Yo, en aquel instante, solo podía pensar en la señorita Glade. y por un momento sentí una sincera simpatía por Forester: de la que me recobré, sin embargo, en cuanto pensé de nuevo en la muerte de Carmichael. Por penosa que fuera la tristeza de su corazón, no podía sentirla como una excusa de sus monstruosos planes.

– Ya os dije que no querría ser quien le hiciera semejante revelación al señor Ellershaw. Y, en cuanto a esta conversación, si me dejáis expresarlo sin rodeos, no querría ser causa de discordia entre estas paredes, en particular mientras trabaje en ellas.

Forester me sonrió.

– Sois un hombre muy sabio.

– No es sabiduría, sino mera prudencia. No tengo ningunas ganas de implicarme en asuntos ajenos al ámbito de este hornear el pan que nos ocupa, a pesar de lo que piense la señora Ellershaw. Esa dama me acusó de estar implicado yo mismo en una investigación de la que no sé nada. ¿Qué la hace pensar que el señor Ellershaw está interesado en conocer el paradero de su hija?

Forester sonrió.

– Sois muy astuto, señor. Me decís que no tenéis ningún interés en el asunto y, sin embargo, intentáis engañarme para que os revele información de naturaleza sumamente delicada…

– Si no queréis hablarme de ello, a mí no me importa. Después de todo, siempre puedo preguntárselo al señor Ellershaw.

El casi se levanta del asiento.

– No debéis hacerlo -dijo-. Pienso que la señora Ellershaw está en un error y que su marido no anda detrás de su hija, pero si vos le habláis de ello, tal vez despertéis la bestia dormida de la curiosidad.

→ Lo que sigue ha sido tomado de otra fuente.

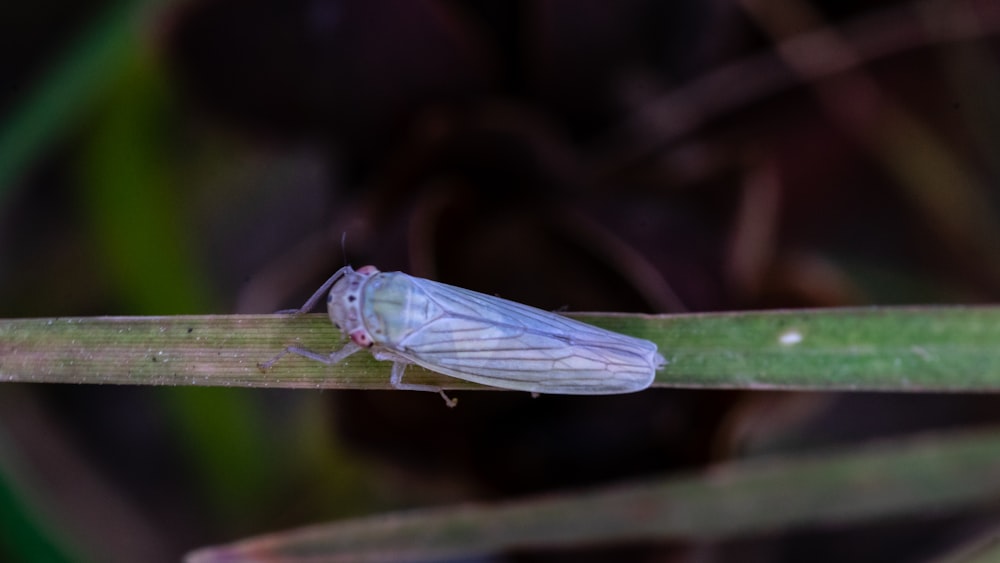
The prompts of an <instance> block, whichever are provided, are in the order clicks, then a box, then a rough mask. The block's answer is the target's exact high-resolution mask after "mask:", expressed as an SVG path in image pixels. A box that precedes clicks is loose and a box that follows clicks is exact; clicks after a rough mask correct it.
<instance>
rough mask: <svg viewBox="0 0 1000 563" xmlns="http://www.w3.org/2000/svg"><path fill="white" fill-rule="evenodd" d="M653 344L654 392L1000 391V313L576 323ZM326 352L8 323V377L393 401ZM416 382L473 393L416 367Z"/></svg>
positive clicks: (852, 313)
mask: <svg viewBox="0 0 1000 563" xmlns="http://www.w3.org/2000/svg"><path fill="white" fill-rule="evenodd" d="M569 316H571V317H574V318H578V319H581V320H584V321H586V322H590V323H593V324H595V325H598V326H602V327H605V328H608V329H611V330H615V331H618V332H622V333H625V334H631V335H634V336H638V337H640V338H647V339H650V340H652V341H654V342H656V343H657V344H658V345H659V347H660V350H661V352H662V353H663V355H664V356H665V357H666V359H667V360H668V362H669V363H668V364H667V366H666V367H664V368H663V369H662V370H661V371H659V372H658V374H657V377H656V382H655V384H657V385H665V386H676V387H705V388H740V389H810V390H827V391H833V390H859V391H860V390H867V391H872V390H885V391H942V390H948V391H958V390H962V391H998V390H1000V307H884V308H869V309H817V310H809V311H767V312H750V313H714V314H697V315H664V316H652V315H627V314H603V315H602V314H577V315H569ZM291 345H294V346H300V347H304V348H307V349H310V350H315V351H317V352H329V351H332V350H335V349H337V348H339V347H340V346H341V345H342V337H341V336H340V334H339V332H338V331H337V330H336V329H335V328H334V327H333V326H332V325H331V324H330V322H329V319H328V318H327V317H326V316H325V315H318V314H312V315H303V316H301V317H291V316H282V315H230V316H225V315H219V316H177V317H93V318H65V319H21V320H0V379H3V380H7V381H45V382H62V383H127V384H143V385H208V386H217V385H224V386H246V387H289V388H296V387H305V388H317V389H318V388H340V389H389V388H391V386H390V384H389V364H388V362H379V361H376V360H375V359H374V358H372V357H371V355H370V354H365V353H359V354H355V355H353V356H351V357H349V358H347V359H346V360H345V361H343V362H341V363H339V364H336V365H332V366H327V365H324V364H322V363H320V362H316V361H313V360H309V359H306V358H301V357H298V356H294V355H289V356H287V357H285V358H283V359H281V361H279V362H277V363H276V364H275V365H274V366H273V367H272V368H271V369H270V370H268V371H267V372H264V371H262V370H261V369H260V368H259V367H258V363H259V362H262V361H266V360H269V359H270V358H272V357H274V355H275V354H277V353H278V352H280V351H281V350H283V349H284V348H285V347H286V346H291ZM406 377H407V381H409V382H411V383H425V384H430V385H437V386H441V387H443V388H445V389H483V388H484V387H483V386H481V385H478V384H475V383H470V382H466V381H461V380H458V379H455V378H452V377H447V376H444V375H440V374H435V373H431V372H429V371H427V370H424V369H421V368H418V367H416V366H413V367H411V368H409V369H408V370H407V376H406Z"/></svg>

– Entonces, deberíais contármelo.

Forester suspiró.

– Os diré solo esto. La muchacha, Bridget Alton, era hija del primer matrimonio de la señora Ellershaw. Una joven realmente asombrosa, si se me permite decirlo. Muy parecida a su madre, alta, con la tez más blanca que yo haya visto nunca, y unos cabellos tan rubios que casi parecían blancos también, aunque sus ojos eran de un notable color castaño oscuro. El conjunto la hacía fascinante, y no podíamos llevarla a ninguna parte sin que todos los hombres se detuvieran a contemplarla. El que estuviera unida a una familia de cierta importancia y contara con una dote significativa no hacía más que acrecentar su esplendor. Pero, a pesar de todas estas ventajas, eligió casarse sin permiso de su familia. Fue uno de esos sórdidos matrimonios clandestinos; ya sabéis cómo son. El señor Ellershaw, aunque difícilmente cambiaba dos palabras con ella en la mesa, montó en cólera. Prometió que perseguiría y castigaría a la muchacha, y por eso la señora Ellershaw ha hecho todos los esfuerzos posibles para ocultarla de la atención de su marido.

– Es un asunto privado, entonces -asentí-. Nada que ver con la elaboración del pan.